Kanhoush R, Praseuth D, Perrin C, Chardard D, Vinh J, Penrad-Mobayed M - Nucleic Acids Res. (2011)

Bottom Line: A proteomic approach has enabled the identification of an orthologue of the splicing factor hnRNP G in the amphibians Xenopus tropicalis, Ambystoma mexicanum, Notophthalmus viridescens and Pleurodeles walt, which shows a specific RNA-binding affinity similar to that of the human hnRN G protein.In situ hybridization to lampbrush chromosomes of P. waltl revealed the presence of a family of hnRNP G genes, which were mapped on the Z and W chromosomes and one autosome.This indicates that the isoforms identified in this study are possibly encoded by a gene family linked to the evolution of sex chromosomes similarly to the hnRNP G/RBMX gene family in mammals.

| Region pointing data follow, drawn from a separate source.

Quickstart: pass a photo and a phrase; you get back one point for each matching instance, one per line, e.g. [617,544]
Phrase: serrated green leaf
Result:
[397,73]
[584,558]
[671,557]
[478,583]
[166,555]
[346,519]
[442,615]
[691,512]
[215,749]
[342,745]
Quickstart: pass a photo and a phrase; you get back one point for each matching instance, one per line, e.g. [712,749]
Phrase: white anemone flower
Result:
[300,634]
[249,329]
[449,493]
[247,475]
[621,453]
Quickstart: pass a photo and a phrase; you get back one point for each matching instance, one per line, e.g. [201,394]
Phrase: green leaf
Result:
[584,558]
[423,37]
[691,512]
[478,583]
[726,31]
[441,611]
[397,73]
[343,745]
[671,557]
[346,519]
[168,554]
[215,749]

View Article: PubMed Central - PubMed

Affiliation: Institut Jacques Monod, UMR 7592, CNRS and Université Paris-Diderot, Museum National d'Histoire Naturelle, U 565, USM 503, UMR 5153, INSERM and CNRS, Paris, France.

ABSTRACT
A proteomic approach has enabled the identification of an orthologue of the splicing factor hnRNP G in the amphibians Xenopus tropicalis, Ambystoma mexicanum, Notophthalmus viridescens and Pleurodeles walt, which shows a specific RNA-binding affinity similar to that of the human hnRN G protein. Three isoforms of this protein with a differential binding affinity for a specific RNA probe were identified in the P. walt oocyte. In situ hybridization to lampbrush chromosomes of P. waltl revealed the presence of a family of hnRNP G genes, which were mapped on the Z and W chromosomes and one autosome. This indicates that the isoforms identified in this study are possibly encoded by a gene family linked to the evolution of sex chromosomes similarly to the hnRNP G/RBMX gene family in mammals.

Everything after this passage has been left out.